What goes on along the coast finds a parallel in the interior of continents where, as in Arizona, in America, or by the desert of Gobi, in Asia, or in the Karroo of South Africa, or in Central Australia and Africa, there is great dryness of climate and a continual disintegration of the surface rocks. Sometimes the dust or sand remains and gradually consolidates or hardens. More often it is only a temporary visitor. Wind and rain are continually removing it, sometimes in vast quantities, into the sea; and in the course of time the most astounding changes are wrought in the surface and appearance of the land. The softer rocks are worn down; the harder ones are left sticking out. Gradually the surface is carved out into heights and hollows. The harder rocks become the hills and ridges; the softer rocks are worn into valleys and plains. If there were no water left on the earth's surface a great deal of this process would still go on. In some respects it might become more violent, for owing to the absence of moisture the winds of the earth would always be laden with fine particles; and every one who has seen a "sand-blast" at work, or even the modified sand-blast which is sometimes used for cleaning the stonework of some of our cities, will appreciate what a tornado laden with sand grains might do in the way of destroying the surface of any rock on which it was playing. But, as a matter of fact, the action of water in carving the surface of the earth is the most important of all the factors we have at present to consider.
As rain falls from the clouds it absorbs the gases of the air, including oxygen and carbonic acid. Now both these are what we call corroding agents. If water is allowed to fall on a steel knife the knife rusts; but it has been shown by Dr. Gerald Moody, during the last few years, that if there were no acid gas present, the rusting would not take place. Oxygen and carbonic acid will rust other things beside metal; they will rust stone. Moreover, when the rain reaches the earth it absorbs any other acids of the soil which rotting vegetation may afford, and reinforced by these it goes on to attack the stones over which it flows. When it rolls along as a brook or a river it is no doubt attacking in this way the rocks and stones of its channel, though this action is not very strikingly shown. But sometimes the rusting or dissolving action of water is very evident. When it issues from a peat bog, for example, and is consequently highly charged with acid, it will make a very great impression on any limestones it may encounter; for as any schoolboy knows who has ever put a piece of chalk in vinegar, or in any of the stronger acids of the school laboratory, all the limestones are peculiarly susceptible to this form of chemical attack. Peat-water eats into limestone rapidly, while the limestone above the stream escapes, though it is a little (and much more slowly) dissolved by rain. Hence arise some curious features in the scenery of limestone districts. The walls of limestone above the water are not eaten away so fast as their base over which the water flows. Consequently they are undermined and are sometimes cut into tunnels and caverns and caves.

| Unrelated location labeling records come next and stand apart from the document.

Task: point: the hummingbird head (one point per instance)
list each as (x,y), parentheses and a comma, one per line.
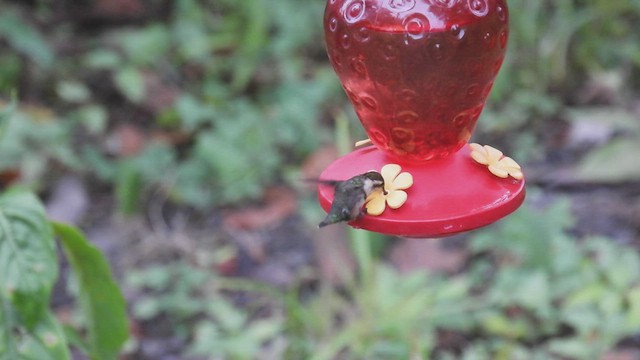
(373,180)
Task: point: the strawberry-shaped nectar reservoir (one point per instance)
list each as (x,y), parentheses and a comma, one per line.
(418,72)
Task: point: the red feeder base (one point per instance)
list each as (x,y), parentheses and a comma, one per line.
(448,196)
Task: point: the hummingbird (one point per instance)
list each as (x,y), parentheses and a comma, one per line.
(350,195)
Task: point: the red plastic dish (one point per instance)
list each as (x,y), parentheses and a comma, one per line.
(448,196)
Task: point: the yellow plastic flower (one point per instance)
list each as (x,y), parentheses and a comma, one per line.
(499,165)
(395,183)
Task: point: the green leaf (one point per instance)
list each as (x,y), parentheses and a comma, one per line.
(46,342)
(102,301)
(28,263)
(128,188)
(130,82)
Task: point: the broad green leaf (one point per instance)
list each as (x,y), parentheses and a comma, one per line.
(102,301)
(47,341)
(28,263)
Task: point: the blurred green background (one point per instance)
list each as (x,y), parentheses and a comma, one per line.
(175,133)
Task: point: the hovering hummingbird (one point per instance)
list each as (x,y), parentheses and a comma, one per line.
(350,195)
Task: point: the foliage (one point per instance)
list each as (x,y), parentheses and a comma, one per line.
(31,139)
(193,301)
(102,302)
(556,49)
(530,292)
(29,269)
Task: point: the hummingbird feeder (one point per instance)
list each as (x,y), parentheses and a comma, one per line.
(418,73)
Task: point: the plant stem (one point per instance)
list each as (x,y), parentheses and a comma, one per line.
(360,240)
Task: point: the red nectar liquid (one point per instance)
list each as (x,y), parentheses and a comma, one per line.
(417,72)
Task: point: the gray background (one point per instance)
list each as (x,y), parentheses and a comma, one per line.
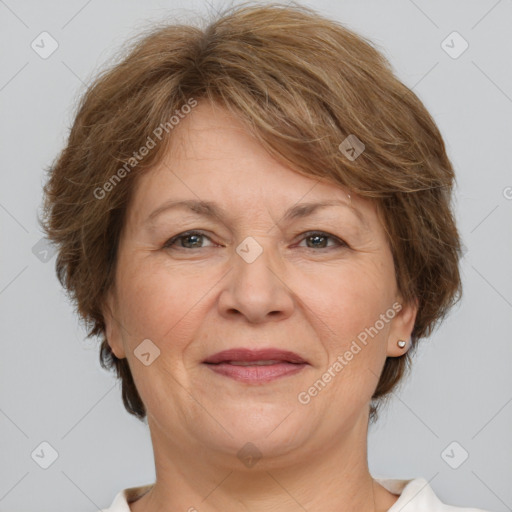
(51,385)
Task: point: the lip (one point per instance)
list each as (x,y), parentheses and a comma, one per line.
(285,364)
(250,355)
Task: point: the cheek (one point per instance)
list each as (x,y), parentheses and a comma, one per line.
(350,298)
(159,305)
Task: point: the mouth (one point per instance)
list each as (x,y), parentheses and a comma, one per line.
(255,366)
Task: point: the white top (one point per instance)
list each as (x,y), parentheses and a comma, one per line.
(416,495)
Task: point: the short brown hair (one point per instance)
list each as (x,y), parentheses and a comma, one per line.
(302,84)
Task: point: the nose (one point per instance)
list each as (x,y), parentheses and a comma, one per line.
(256,286)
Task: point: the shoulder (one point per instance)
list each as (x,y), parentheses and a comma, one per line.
(416,495)
(123,498)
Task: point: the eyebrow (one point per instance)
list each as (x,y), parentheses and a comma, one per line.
(213,210)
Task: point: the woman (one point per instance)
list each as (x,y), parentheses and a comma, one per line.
(255,217)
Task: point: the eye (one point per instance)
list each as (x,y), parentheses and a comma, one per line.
(192,240)
(319,240)
(188,240)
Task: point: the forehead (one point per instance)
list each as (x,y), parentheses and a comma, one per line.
(212,157)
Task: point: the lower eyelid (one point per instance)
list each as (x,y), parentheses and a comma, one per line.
(339,242)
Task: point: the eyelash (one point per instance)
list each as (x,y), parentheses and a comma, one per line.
(308,234)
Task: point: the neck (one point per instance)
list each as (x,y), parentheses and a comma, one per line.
(332,476)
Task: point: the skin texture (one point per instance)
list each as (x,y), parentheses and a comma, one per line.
(194,302)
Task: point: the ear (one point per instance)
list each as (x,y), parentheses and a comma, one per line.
(401,326)
(112,326)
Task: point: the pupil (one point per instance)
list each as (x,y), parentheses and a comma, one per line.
(316,238)
(192,236)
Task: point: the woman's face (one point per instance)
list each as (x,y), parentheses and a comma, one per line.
(253,278)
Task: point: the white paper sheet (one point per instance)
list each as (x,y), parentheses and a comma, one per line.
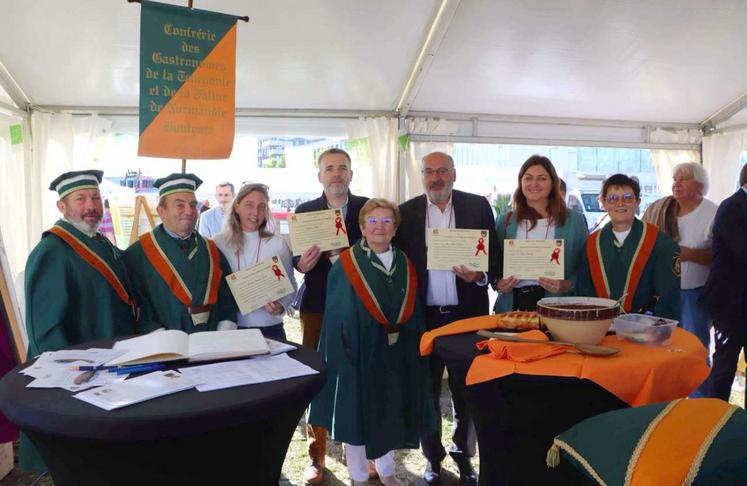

The rivers carry away the dissolved material. The carbonate of lime is taken to the sea; and this substance, of which sea shells, for example, are principally formed, is constantly supplied to the sea by the rivers that transport it from the land. The rivers of Western Europe have been known to convey one part of dissolved mineral matter in every 5000 parts of water, and of this mineral matter one half is carbonate of lime. The Rhine alone bears enough carbonate of lime to the sea every year to make 332,000,000,000 oyster shells of the usual size. The Thames conveys 180,000 tons of sulphate of lime past London every year. It has been computed that more than 8,000,000 tons of dissolved mineral matter are removed from the rocks of England and Wales in one year. That is equivalent to a general lowering of the surface of the country, by chemical solution alone, at the rate of one foot in 13,000 years. That is not much, it may seem; but in a million years, which is not a long period in geological time, half the present towns of England would be sunk under water by this cause alone.